Downunder mit WWBTT........Teil 3
...Im Zelt war es dann irgendwann hell und es hing ein eigenartiger Geruch unter der kleinen Kuppel. Nachdem ich mich durch die Reißverschlüsse gekämpft hatte, fand ich mich auf einem riesigen leeren Platz wieder. Die Reihe der Kuppelzelte und die überdachte Betonplatte erkannte ich sofort wieder. Die erschreckend fremdartige Vegetation und die ungewohnt warme und feuchte Luft raubten mir kurzfristig die Orientierung.

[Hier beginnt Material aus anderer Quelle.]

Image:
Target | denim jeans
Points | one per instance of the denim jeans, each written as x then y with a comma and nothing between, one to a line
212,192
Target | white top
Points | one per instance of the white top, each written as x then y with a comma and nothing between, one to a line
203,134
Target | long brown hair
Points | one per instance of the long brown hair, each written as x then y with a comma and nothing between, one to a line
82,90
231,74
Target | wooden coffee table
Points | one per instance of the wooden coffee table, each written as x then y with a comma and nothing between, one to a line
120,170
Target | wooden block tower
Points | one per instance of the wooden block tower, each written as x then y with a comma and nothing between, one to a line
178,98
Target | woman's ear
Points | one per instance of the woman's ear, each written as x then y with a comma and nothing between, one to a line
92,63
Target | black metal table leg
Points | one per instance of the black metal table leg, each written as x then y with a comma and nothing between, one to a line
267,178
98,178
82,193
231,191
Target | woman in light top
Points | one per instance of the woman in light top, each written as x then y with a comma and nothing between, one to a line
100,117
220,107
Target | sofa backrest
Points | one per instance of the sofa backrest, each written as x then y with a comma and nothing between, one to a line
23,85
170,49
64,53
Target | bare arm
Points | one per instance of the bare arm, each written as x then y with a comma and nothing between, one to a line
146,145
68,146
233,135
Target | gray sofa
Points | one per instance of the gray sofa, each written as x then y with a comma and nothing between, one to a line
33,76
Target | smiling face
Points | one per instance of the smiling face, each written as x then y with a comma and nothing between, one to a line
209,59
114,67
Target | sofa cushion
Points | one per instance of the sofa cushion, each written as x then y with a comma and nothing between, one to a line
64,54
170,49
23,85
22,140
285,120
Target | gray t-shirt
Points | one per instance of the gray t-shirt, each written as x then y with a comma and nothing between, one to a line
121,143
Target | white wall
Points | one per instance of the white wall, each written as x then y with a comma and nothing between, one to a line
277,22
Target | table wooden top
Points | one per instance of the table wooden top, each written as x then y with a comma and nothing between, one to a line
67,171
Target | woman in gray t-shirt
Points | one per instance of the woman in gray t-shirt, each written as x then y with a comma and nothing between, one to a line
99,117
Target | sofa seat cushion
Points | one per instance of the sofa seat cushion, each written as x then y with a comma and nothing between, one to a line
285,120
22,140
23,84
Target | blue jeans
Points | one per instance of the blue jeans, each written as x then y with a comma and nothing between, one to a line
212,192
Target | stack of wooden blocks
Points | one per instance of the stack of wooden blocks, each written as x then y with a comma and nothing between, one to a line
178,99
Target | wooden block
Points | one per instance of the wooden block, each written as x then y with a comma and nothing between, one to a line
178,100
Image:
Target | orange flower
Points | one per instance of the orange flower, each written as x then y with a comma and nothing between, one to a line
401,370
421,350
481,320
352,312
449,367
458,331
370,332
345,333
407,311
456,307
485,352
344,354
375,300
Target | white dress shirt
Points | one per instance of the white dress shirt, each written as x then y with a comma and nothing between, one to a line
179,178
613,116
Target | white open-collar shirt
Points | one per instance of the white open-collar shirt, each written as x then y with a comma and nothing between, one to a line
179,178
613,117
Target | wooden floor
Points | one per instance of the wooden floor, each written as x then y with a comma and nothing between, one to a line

Langsam kehrte die gewohnte Wahrnehmung zurück. Ich erinnerte ich mich plötzlich auch wieder an einige meiner Beweggründe ausgerechnet hierhin zu fliegen.

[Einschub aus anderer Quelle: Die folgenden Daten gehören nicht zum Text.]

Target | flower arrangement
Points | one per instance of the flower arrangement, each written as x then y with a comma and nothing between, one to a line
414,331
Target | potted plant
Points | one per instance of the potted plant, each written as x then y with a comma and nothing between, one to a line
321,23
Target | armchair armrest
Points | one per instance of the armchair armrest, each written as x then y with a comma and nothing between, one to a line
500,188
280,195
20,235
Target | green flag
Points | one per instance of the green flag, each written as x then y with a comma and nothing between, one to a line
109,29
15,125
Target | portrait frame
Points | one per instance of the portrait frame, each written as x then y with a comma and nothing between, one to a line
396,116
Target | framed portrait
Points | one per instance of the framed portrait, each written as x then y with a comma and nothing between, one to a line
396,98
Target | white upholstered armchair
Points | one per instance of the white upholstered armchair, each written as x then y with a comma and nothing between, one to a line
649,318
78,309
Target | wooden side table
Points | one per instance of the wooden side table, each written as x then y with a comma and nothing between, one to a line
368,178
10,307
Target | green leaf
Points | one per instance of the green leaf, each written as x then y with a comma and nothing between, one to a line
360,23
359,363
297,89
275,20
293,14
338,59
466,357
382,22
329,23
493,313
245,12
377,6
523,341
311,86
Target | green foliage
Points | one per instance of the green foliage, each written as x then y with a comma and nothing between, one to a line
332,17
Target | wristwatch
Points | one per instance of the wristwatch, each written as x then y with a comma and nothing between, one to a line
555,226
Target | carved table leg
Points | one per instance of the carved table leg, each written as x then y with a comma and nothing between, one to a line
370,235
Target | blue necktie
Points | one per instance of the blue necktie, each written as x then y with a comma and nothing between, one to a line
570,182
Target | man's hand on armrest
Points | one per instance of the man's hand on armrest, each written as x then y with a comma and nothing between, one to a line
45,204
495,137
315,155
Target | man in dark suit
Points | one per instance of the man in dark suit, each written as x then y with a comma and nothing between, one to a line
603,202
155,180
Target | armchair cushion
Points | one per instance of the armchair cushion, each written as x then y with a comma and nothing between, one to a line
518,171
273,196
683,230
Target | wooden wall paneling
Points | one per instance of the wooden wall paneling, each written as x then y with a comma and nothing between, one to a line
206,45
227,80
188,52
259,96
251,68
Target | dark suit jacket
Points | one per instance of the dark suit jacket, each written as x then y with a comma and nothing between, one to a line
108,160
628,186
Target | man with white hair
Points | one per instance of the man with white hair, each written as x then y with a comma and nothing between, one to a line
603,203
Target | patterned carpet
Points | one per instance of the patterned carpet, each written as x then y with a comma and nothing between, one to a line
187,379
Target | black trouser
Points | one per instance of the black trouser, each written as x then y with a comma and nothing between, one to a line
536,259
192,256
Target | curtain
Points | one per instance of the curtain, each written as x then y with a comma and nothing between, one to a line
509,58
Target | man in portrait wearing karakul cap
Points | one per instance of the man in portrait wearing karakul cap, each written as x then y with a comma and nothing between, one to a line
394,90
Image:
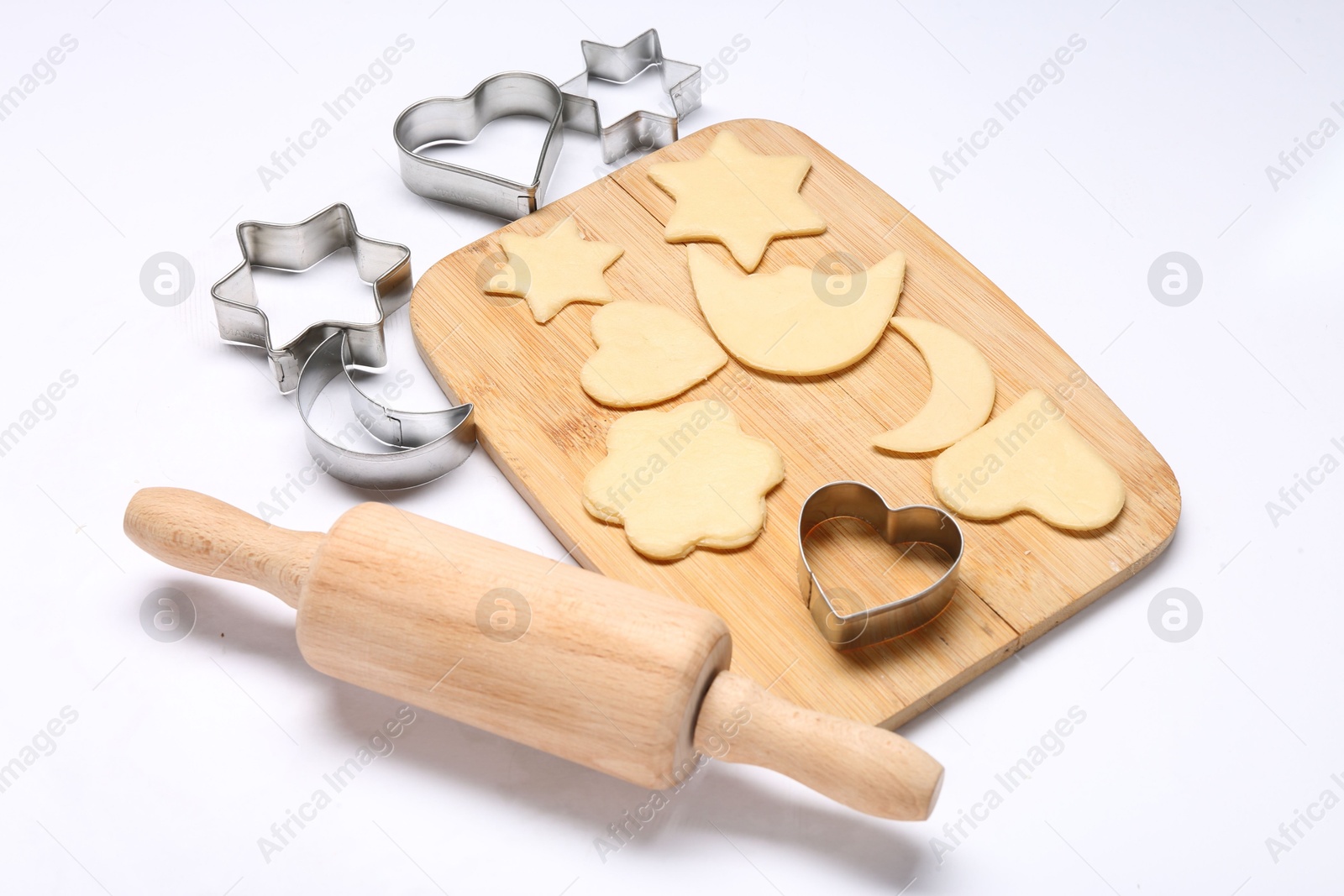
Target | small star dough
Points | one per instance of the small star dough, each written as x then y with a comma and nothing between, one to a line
797,322
553,270
1030,458
647,354
683,479
963,390
732,195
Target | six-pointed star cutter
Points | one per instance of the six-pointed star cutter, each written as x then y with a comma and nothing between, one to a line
449,120
423,445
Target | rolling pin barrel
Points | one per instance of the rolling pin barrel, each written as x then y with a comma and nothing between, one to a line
543,653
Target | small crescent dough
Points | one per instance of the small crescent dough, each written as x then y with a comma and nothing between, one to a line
963,391
1030,458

Mitten im deutschen Winter ist hier unten Hochsommer. Hier unten ... auf der Südhalbkugel, weit mehr als 10.000 km entfernt von Stress und Alltag.
Alternativ wäre noch Alaska infrage gekommen, allerdings erst in ein paar Monaten. Und solange hätte ich es nicht mehr ausgehalten, in dieser heimatlichen Tretmühle.

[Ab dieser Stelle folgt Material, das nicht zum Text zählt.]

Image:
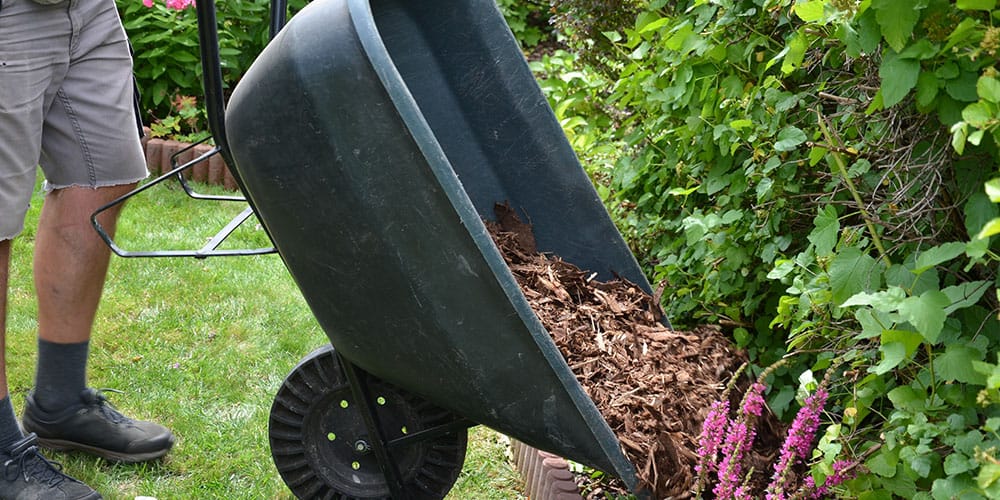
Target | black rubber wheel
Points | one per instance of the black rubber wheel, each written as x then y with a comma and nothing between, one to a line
320,444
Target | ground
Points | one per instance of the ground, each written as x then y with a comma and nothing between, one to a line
653,384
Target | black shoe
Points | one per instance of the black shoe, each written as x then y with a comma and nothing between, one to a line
27,475
95,427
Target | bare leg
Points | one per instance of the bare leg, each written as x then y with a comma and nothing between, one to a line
71,261
4,272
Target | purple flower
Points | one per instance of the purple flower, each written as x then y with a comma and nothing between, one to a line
753,402
739,439
799,442
713,430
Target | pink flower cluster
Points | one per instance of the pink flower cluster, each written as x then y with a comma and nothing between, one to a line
798,443
172,4
724,442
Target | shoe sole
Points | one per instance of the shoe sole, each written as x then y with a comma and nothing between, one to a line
61,445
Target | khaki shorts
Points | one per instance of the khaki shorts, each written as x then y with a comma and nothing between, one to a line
66,102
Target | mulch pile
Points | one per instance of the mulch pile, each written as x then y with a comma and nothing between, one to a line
653,385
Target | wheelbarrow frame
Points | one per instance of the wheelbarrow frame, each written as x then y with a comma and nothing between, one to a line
613,460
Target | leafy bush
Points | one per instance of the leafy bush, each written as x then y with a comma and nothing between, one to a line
167,57
810,174
529,21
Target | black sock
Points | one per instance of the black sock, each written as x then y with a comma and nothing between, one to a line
61,374
10,432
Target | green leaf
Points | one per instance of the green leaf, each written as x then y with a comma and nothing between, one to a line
965,295
992,227
810,11
927,88
740,124
826,231
938,255
852,272
959,133
893,353
884,301
884,462
897,19
926,313
954,365
789,138
977,115
976,4
988,475
993,190
908,339
795,52
899,75
907,398
988,88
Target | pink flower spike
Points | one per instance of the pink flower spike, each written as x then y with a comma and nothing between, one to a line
753,402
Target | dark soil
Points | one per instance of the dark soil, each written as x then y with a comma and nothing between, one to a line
652,384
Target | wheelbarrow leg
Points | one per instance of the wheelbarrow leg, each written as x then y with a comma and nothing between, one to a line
377,442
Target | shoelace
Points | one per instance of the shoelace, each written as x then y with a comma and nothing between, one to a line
97,397
31,463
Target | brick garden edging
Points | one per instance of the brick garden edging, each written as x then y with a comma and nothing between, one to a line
213,171
546,476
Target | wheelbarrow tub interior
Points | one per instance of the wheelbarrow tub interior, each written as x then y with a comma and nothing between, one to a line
373,138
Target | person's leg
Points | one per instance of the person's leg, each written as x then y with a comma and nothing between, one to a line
9,431
90,154
71,262
4,272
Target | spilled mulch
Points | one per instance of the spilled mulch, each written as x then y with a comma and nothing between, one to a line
653,385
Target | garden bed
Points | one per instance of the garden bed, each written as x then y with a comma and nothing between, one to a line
652,384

Alaska und Australien, das waren die beiden exotischen Hauptreiseziele dieses kleinen Veranstalters "WWBTT". Den hatte ich in irgendeiner Motorradzeitung unter der Rubrik "Motorradreisen" entdeckt und sofort kontaktiert. Der telefonische Kontakt war sehr ansprechend, und die daraufhin angeforderten Broschüren erregten sofort mein Interesse.
Heutzutage hätte ich wahrscheinlich zunächst eine umfassende Internetrecherche gestartet, das aber war zum damaligen Zeitpunkt noch nicht angesagt.
Der Masterplan war simpel. Mit einer Gruppe Gleichgesinnter auf einer XT 600 den „Stuart-Highway“ von Nord nach Süd abfahren. Durch 3 Klimazonen und mitten durch das sogenannte ’’Outback“. Mit allen geplanten Abstechern ungefähr 4.500 km, in etwas mehr als 2 Wochen. Das war grob der Plan.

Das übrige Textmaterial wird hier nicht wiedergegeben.